Background. In today's world, numerous applications integral to various facets of daily life include automatic speech recognition methods. Thus, the development of a successful automatic speech recognition system can significantly augment the convenience of people's daily routines. While many automatic speech recognition systems have been established for widely spoken languages like English, there has been insufficient progress in developing such systems for less common languages such as Turkish. Moreover, due to its agglutinative structure, designing a speech recognition system for Turkish presents greater challenges compared to other language groups. Therefore, our study focused on proposing deep learning models for automatic speech recognition in Turkish, complemented by the integration of a language model. Methods. In our study, deep learning models were formulated by incorporating convolutional neural networks, gated recurrent units, long short-term memories, and transformer layers.

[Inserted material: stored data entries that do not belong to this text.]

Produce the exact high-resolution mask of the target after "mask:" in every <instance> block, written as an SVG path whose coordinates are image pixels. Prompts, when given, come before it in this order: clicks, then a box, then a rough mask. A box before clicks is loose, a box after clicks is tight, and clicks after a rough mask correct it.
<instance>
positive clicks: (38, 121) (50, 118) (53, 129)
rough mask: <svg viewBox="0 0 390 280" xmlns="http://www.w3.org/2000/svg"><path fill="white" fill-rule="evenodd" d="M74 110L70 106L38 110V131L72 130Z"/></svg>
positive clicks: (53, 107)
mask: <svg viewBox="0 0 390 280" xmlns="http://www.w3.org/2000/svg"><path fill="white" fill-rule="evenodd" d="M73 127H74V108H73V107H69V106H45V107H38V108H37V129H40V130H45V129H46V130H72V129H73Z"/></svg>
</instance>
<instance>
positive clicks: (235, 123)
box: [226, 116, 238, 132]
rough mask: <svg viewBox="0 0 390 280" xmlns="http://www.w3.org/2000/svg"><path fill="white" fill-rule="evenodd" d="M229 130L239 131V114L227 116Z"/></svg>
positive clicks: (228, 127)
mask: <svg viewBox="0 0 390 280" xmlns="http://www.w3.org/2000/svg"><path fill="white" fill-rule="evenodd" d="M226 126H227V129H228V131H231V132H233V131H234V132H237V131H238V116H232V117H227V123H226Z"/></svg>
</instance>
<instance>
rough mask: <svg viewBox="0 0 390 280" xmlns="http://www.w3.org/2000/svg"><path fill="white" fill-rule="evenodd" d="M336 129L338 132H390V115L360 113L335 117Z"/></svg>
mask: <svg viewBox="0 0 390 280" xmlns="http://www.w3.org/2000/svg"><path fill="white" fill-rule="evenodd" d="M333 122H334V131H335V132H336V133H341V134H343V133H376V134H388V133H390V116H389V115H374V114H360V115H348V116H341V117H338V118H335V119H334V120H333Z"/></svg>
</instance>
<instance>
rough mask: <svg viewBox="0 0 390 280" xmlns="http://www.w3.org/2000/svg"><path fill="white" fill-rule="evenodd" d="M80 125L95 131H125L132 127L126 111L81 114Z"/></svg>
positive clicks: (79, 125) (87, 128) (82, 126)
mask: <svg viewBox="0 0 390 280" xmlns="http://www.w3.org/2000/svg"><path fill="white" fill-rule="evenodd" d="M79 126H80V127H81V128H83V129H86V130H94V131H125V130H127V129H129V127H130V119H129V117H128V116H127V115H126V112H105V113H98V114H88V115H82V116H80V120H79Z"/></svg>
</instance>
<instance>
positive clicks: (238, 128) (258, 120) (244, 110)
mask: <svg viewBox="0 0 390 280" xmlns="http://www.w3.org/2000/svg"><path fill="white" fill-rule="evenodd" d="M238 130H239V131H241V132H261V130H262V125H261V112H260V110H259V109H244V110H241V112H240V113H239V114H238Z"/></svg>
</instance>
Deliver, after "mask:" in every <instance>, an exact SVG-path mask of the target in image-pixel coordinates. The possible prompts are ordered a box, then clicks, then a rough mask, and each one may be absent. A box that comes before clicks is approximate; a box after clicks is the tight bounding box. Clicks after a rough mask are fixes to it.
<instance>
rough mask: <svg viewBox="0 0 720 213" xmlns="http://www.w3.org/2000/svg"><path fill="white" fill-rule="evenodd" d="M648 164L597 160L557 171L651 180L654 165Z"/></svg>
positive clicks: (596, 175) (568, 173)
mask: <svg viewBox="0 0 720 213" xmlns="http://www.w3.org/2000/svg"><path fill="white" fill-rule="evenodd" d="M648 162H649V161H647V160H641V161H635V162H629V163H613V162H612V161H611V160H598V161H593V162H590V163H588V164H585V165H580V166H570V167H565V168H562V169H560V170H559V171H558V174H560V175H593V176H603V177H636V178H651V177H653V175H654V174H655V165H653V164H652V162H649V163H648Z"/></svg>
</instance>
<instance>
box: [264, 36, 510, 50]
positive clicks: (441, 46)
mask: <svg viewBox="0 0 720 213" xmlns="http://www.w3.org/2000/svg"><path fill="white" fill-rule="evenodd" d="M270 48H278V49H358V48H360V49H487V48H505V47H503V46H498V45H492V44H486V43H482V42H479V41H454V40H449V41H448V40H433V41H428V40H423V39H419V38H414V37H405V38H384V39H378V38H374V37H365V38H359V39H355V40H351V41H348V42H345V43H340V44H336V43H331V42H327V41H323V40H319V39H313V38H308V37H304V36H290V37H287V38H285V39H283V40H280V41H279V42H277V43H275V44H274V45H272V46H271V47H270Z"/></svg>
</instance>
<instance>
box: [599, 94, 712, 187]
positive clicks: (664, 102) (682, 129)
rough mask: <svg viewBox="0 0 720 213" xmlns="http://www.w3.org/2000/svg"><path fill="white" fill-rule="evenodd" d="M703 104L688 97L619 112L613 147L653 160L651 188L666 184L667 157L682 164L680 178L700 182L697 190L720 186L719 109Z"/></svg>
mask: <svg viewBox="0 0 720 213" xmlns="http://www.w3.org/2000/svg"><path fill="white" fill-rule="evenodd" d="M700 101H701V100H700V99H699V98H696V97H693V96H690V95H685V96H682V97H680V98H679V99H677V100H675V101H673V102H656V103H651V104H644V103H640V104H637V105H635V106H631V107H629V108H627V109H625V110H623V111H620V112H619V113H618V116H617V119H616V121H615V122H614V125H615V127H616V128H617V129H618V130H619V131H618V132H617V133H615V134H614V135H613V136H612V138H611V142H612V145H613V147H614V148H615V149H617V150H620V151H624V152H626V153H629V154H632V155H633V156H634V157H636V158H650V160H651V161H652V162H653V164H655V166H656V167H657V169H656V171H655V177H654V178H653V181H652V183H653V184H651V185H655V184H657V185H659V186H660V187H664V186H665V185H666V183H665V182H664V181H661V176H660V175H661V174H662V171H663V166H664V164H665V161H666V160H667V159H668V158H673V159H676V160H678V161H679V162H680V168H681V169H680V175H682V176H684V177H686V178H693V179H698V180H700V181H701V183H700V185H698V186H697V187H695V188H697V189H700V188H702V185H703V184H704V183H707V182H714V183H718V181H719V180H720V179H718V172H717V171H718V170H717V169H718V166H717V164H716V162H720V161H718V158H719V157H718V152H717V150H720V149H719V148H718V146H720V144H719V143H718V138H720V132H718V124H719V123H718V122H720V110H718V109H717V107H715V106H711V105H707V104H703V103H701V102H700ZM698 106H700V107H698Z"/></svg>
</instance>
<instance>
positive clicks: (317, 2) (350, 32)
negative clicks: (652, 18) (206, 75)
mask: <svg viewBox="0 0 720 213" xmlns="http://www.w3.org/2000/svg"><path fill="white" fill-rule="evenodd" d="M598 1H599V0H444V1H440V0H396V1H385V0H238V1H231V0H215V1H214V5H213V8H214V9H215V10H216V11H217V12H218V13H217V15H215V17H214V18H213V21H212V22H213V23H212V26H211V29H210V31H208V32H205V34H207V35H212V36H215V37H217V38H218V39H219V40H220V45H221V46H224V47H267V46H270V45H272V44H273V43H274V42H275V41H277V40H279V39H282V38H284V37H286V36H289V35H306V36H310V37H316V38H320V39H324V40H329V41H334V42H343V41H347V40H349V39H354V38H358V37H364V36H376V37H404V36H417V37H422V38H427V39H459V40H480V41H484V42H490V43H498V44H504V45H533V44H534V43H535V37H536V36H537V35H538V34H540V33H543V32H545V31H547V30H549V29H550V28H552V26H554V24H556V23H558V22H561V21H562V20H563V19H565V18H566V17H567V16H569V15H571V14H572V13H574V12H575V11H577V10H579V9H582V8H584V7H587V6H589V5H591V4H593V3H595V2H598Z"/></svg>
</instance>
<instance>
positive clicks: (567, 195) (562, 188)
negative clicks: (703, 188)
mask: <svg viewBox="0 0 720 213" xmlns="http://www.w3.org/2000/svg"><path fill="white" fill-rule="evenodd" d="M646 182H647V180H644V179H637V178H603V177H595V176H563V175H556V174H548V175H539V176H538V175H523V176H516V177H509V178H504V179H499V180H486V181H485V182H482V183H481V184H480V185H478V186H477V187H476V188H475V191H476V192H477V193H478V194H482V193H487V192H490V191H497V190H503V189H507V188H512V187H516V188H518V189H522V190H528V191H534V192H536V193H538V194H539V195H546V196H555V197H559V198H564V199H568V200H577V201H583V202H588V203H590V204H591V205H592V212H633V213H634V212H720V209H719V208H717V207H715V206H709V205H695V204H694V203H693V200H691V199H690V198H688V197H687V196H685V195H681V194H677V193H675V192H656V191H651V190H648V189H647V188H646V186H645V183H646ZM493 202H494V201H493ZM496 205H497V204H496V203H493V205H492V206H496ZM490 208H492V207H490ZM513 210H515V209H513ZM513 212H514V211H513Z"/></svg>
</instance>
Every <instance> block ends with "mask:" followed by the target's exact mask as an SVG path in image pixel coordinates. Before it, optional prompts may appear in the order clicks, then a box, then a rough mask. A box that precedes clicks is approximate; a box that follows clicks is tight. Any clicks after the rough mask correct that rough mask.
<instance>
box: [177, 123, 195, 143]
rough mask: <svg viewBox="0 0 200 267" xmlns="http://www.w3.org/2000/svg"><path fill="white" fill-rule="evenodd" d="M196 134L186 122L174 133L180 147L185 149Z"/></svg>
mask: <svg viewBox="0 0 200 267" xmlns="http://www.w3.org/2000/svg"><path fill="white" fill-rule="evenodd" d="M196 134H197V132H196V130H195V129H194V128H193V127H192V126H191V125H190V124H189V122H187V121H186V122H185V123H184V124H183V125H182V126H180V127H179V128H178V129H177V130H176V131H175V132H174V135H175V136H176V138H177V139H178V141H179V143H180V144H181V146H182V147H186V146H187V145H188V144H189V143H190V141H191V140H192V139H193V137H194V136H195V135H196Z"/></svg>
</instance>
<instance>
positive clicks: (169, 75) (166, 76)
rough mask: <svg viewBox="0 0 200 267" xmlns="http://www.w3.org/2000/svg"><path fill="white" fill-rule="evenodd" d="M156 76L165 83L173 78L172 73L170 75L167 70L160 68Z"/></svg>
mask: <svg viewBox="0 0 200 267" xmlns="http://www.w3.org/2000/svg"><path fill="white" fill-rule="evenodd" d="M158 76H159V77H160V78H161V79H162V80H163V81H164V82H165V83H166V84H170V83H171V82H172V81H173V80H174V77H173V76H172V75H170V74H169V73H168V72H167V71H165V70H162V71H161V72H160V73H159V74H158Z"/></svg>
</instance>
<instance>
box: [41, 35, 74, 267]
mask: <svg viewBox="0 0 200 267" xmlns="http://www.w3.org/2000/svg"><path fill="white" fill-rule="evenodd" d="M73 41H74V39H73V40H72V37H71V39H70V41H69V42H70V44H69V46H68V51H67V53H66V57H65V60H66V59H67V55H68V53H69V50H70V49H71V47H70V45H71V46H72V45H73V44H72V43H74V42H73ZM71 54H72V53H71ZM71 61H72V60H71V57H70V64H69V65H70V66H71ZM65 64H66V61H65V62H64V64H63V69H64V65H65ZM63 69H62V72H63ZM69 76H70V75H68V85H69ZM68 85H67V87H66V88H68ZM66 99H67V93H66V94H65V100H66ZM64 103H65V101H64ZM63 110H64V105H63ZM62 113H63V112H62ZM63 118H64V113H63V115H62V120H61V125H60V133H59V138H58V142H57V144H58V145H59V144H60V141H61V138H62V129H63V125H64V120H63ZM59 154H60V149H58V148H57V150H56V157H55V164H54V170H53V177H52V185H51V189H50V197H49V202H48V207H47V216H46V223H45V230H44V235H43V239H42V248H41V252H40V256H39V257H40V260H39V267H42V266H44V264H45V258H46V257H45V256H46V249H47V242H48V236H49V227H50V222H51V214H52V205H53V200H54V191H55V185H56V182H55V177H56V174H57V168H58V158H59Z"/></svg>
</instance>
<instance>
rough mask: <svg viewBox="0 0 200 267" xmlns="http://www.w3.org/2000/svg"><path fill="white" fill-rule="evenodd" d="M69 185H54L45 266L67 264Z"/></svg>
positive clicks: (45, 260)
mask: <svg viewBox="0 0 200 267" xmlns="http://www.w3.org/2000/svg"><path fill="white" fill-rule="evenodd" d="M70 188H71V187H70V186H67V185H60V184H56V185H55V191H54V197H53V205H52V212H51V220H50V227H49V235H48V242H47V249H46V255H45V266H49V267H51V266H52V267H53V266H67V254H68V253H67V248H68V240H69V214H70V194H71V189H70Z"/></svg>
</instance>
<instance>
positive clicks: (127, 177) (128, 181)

The Zemberek library was employed to craft the language model to improve system performance. Furthermore, the Bayesian optimization method was applied to fine-tune the hyper-parameters of the deep learning models. To evaluate the model's performance, standard metrics widely used in automatic speech recognition systems, specifically word error rate and character error rate scores, were employed. Results. Upon reviewing the experimental results, it becomes evident that when optimal hyper-parameters are applied to models developed with various layers, the scores are as follows: Without the use of a language model, the Turkish Microphone Speech Corpus dataset yields scores of 22.2 -word error rate and 14.05-character error rate, while the Turkish Speech Corpus dataset results in scores of 11.5 -word error rate and 4.15 character error rate. Upon incorporating the language model, notable improvements were observed. Specifically, for the Turkish Microphone Speech Corpus dataset, the word error rate score decreased to 9.85, and the character error rate score lowered to 5.35. Similarly, the word error rate score improved to 8.4, and the character error rate score decreased to 2.7 for the Turkish Speech Corpus dataset. These results demonstrate that our model outperforms the studies found in the existing literature.